Fig. 1 is a flowchart showing a printed circuit board automatic wiring method according to the present invention, Fig. 2 is a diagram showing an embodiment of a printed board CAD device to which the method of the present invention is applied, and Fig. 3 is a diagram showing a cell map and storage of each cell. FIG. 4 is a diagram illustrating an example of the connection relationship in each cell, and FIGS. 5 and 6 are diagrams illustrating an example of a case where it becomes an obstacle to route search. , FIGS. 7 to 10 are diagrams showing the steps of proceeding with route searching according to the present invention.

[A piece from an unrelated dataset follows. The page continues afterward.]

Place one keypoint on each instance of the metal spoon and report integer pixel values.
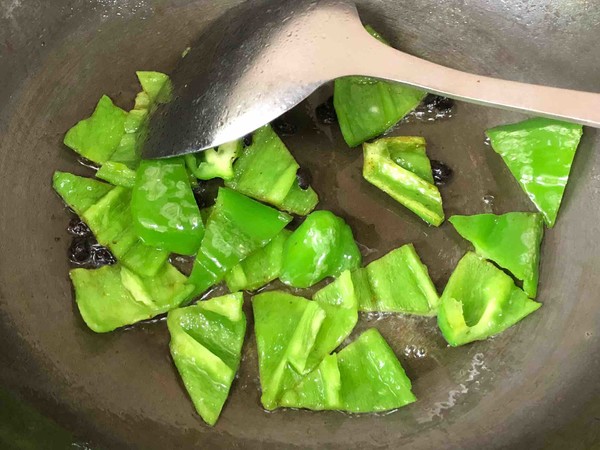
(262, 58)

The configuration of a printed board CAD device to which the present invention is applied will be described with reference to FIG. In the figure, reference numeral 1 denotes an information input device, which inputs component data and connection data of an electronic circuit mounted on a printed circuit board to a central processing unit (CPtl) 3 via an input/output interface 2. To describe this information input device 1 as a specific example, it can be composed of, for example, a keyboard, a tablet, and a cursor. When the electronic component name of the code number, which is component data, is entered from the keyboard, the CPU 3 can determine the installation of the electronic component from this code number by reading the dimensions between the bins from a table prepared in advance. Further, connection data between bins of each electronic component can also be input using the information input device 1 while viewing the CRT 5.4 Normally, a series of terminals connected at the same potential is managed by the CPU 3 as net data. The placement position of the input electronic component on the printed circuit board may be determined automatically by a printed circuit board CAD device, or a cursor may be artificially displayed on the CRT S to indicate the component position. You may.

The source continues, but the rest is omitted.